NEW YORK (Reuters) – Ghislaine Maxwell’s attorneys will likely focus on portraying the British socialite’s accusers as untrustworthy and motivated by money when they start presenting their case in her sex abuse trial on Thursday, according to legal experts and court filings.

Prosecutors rested their case on Friday after two weeks of emotional, often explicit testimony from four women who said Maxwell recruited and groomed them for abuse by the late financier Jeffrey Epstein when the women were teenagers.

The women portrayed Maxwell as central to their abuse by Epstein, a globetrotting financier who died by suicide in 2019 in jail while awaiting trial on sex abuse charges.

Maxwell, 59, has pleaded not guilty to eight counts of sex trafficking and other crimes in federal court in New York.
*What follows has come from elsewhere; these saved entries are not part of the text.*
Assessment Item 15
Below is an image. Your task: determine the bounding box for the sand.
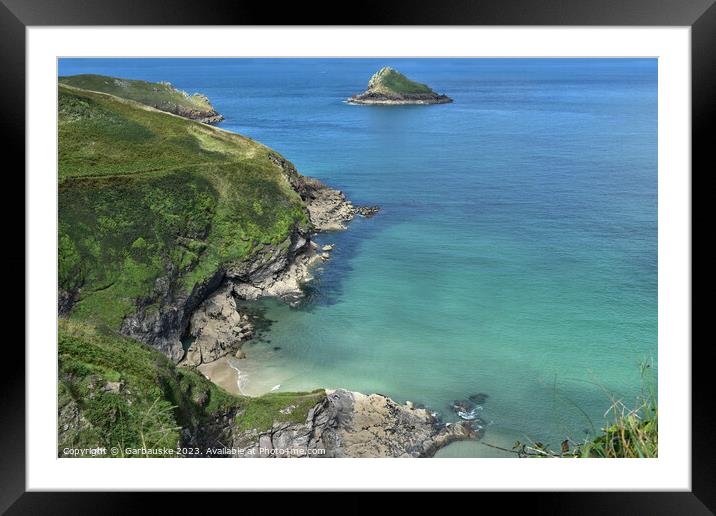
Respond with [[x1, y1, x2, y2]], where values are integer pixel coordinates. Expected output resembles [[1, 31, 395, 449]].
[[197, 357, 243, 396]]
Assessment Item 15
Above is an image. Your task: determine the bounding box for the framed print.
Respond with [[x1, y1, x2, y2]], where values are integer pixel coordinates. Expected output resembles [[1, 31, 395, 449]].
[[5, 0, 711, 510]]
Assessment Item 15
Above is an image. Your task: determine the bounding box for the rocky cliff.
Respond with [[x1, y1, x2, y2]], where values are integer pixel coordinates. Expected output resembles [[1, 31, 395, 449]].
[[121, 151, 377, 366]]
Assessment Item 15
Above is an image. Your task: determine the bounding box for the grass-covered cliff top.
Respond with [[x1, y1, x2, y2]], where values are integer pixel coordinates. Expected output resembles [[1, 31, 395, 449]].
[[59, 74, 221, 120], [59, 83, 307, 329], [366, 67, 434, 95]]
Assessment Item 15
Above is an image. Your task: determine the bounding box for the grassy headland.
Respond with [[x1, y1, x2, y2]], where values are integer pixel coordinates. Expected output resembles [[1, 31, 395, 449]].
[[59, 84, 307, 329], [59, 74, 223, 122]]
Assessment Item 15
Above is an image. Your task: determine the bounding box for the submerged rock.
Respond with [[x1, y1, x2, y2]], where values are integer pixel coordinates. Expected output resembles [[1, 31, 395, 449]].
[[468, 393, 489, 404], [450, 399, 485, 422]]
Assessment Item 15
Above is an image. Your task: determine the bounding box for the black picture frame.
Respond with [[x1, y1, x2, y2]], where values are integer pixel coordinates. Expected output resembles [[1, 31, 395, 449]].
[[3, 0, 710, 512]]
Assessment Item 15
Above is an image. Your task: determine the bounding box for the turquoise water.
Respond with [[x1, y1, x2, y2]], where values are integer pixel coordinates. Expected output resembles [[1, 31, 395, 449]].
[[59, 58, 658, 456]]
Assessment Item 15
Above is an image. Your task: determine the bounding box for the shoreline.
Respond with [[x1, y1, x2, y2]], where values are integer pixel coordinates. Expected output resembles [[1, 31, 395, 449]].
[[197, 357, 246, 396], [346, 97, 453, 105], [190, 193, 347, 394], [188, 203, 483, 456], [180, 155, 379, 373], [168, 149, 477, 456]]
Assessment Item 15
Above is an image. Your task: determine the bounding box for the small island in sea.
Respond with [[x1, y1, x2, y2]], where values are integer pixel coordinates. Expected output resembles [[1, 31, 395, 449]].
[[347, 67, 453, 105]]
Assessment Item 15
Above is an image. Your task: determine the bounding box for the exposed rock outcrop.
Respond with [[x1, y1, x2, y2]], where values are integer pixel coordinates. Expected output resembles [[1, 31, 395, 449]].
[[121, 268, 226, 363], [180, 285, 254, 367], [268, 153, 359, 231], [171, 103, 224, 124], [356, 205, 380, 218], [58, 289, 77, 317], [58, 393, 93, 449], [196, 389, 477, 458]]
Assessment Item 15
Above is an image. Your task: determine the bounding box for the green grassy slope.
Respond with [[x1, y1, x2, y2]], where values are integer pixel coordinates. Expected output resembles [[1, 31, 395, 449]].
[[59, 84, 308, 329], [59, 319, 325, 457], [367, 67, 434, 95], [58, 81, 326, 454], [59, 74, 219, 118]]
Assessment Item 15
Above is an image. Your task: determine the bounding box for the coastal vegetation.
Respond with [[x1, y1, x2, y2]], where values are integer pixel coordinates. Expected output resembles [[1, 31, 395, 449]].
[[488, 364, 658, 458], [512, 402, 658, 458], [365, 67, 433, 95]]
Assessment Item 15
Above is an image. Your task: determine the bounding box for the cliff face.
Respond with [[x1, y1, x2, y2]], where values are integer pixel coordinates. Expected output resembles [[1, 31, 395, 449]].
[[170, 104, 223, 124], [58, 81, 375, 367], [58, 84, 307, 354], [348, 67, 453, 105]]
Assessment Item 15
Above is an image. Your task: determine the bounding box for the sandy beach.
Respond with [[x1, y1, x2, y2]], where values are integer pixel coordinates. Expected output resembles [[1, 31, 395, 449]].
[[197, 357, 243, 396]]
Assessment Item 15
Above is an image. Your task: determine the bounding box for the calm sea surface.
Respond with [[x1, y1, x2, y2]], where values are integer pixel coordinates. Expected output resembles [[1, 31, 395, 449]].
[[59, 58, 658, 457]]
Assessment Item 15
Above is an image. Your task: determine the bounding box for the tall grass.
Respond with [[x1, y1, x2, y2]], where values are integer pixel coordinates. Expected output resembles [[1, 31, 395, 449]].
[[487, 361, 658, 458], [571, 360, 657, 458]]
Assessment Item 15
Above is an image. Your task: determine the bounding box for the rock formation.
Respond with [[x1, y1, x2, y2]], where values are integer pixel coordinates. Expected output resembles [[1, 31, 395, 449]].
[[196, 389, 478, 458], [181, 285, 254, 367], [347, 67, 453, 105]]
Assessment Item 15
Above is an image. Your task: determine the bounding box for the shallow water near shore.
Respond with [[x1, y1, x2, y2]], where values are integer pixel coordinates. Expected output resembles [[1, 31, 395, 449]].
[[60, 58, 658, 457]]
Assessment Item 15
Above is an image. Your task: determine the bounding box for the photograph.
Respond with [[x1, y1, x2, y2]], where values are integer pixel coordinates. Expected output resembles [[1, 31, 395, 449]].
[[56, 57, 658, 459], [4, 0, 706, 503]]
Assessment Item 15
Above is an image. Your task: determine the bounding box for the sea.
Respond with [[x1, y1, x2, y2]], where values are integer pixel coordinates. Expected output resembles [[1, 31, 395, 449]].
[[58, 58, 658, 457]]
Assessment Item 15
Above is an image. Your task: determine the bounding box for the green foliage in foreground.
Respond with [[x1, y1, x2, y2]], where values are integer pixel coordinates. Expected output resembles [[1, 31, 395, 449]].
[[59, 74, 217, 115], [367, 67, 434, 95], [59, 319, 188, 456], [58, 319, 326, 457], [58, 84, 307, 329], [510, 364, 658, 458]]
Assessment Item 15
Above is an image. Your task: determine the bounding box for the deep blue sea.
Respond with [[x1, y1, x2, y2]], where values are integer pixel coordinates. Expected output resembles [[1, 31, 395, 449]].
[[59, 58, 658, 457]]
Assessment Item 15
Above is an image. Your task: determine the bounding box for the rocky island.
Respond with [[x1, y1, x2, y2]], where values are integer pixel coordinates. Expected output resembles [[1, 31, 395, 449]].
[[347, 67, 453, 105], [59, 74, 225, 124], [57, 76, 475, 458]]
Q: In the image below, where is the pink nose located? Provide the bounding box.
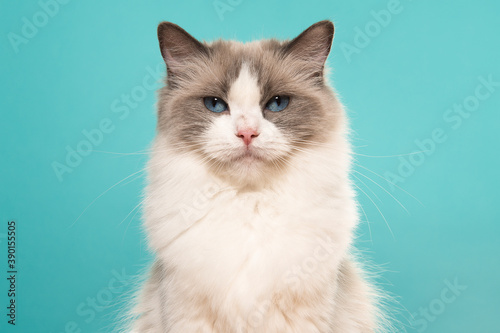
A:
[236,128,259,146]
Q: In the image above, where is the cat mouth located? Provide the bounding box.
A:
[206,145,281,166]
[235,148,263,163]
[239,150,259,160]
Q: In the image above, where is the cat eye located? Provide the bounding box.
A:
[265,96,290,112]
[204,97,228,113]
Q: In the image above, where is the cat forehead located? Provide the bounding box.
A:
[228,63,260,109]
[200,39,286,96]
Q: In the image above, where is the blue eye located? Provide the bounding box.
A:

During cross-examinations, her lawyers tried to undermine the women’s credibility by asking about inconsistencies in their accounts and about awards they received from a fund for Epstein’s victims.

“This case is about memory, manipulation and money,” Maxwell attorney Bobbi Sternheim said in her Nov. 29 opening statement.

One of Maxwell’s expected expert witnesses is Elizabeth Loftus, a psychologist who studies how people can be manipulated into having “false memories.” She has testified in or consulted for hundreds of trials, including those of O.J. Simpson and Harvey Weinstein.

But undermining the accusers’ credibility remains an uphill battle, said Duncan Levin, managing partner at Tucker Levin PLLC.

“It’s straight out of the playbook,” Levin said. “But … it’s a heavy lift to ask jurors to discount what (the accusers)may be saying because they got money.”

The defense has said its case will last between two and four days.

CALLING MAXWELL

Given the women’s compelling testimony, the defense’s best bet may be calling Maxwell herself to testify, said Zachary Margulis-Ohnuma, principal attorney at ZMO Law PLLC.

The jury is “going to believe the gist of what the witnesses are saying,” Margulis-Ohnuma said. “The only real counter to that is (Maxwell’s) coming back and saying no, I didn’t intend that.”

Maxwell’s attorneys have not indicated whether or not they plan to call her to the stand.

Maxwell’s team also intends to call attorneys for “Jane” and “Carolyn,” two of the women who testified that they were 14 when Epstein first abused them. Jane testified under a pseudonym and Carolyn testified using only her first name.

At issue is whether Jane’s attorney, Robert Glassman, told her that cooperating with prosecutors would assist her claim with the fund, which the defense says could taint her testimony. Jane testified that she was awarded $5 million from the compensation fund established by Epstein’s estate.

Similarly, Maxwell’s attorneys said they want to question Carolyn’s attorney, Jack Scarola, about why Carolyn was “uncooperative until there was the prospect of a payout.”

In a Wednesday letter, prosecutors asked U.S. District Judge Alison Nathan to bar the lawyers from being called to the stand, arguing that much of their testimony would violate attorney-client privilege and would not be relevant even in instances where it did not.

Jane testified that she did not believe helping prosecutors would boost her claim. Carolyn testified that “money will not ever fix what [Maxwell] has done to me.”

The fund considered whether a claimant’s assertions matched up with any law enforcement findings, but it is a “stretch” to say that cooperating enhanced the women’s claims, said Laurie Levenson, a professor at Loyola Law School.

“There is no requirement that a victim cooperate or testify for the prosecution,” said Levenson, who reviewed the fund’s protocol at Reuters’ request.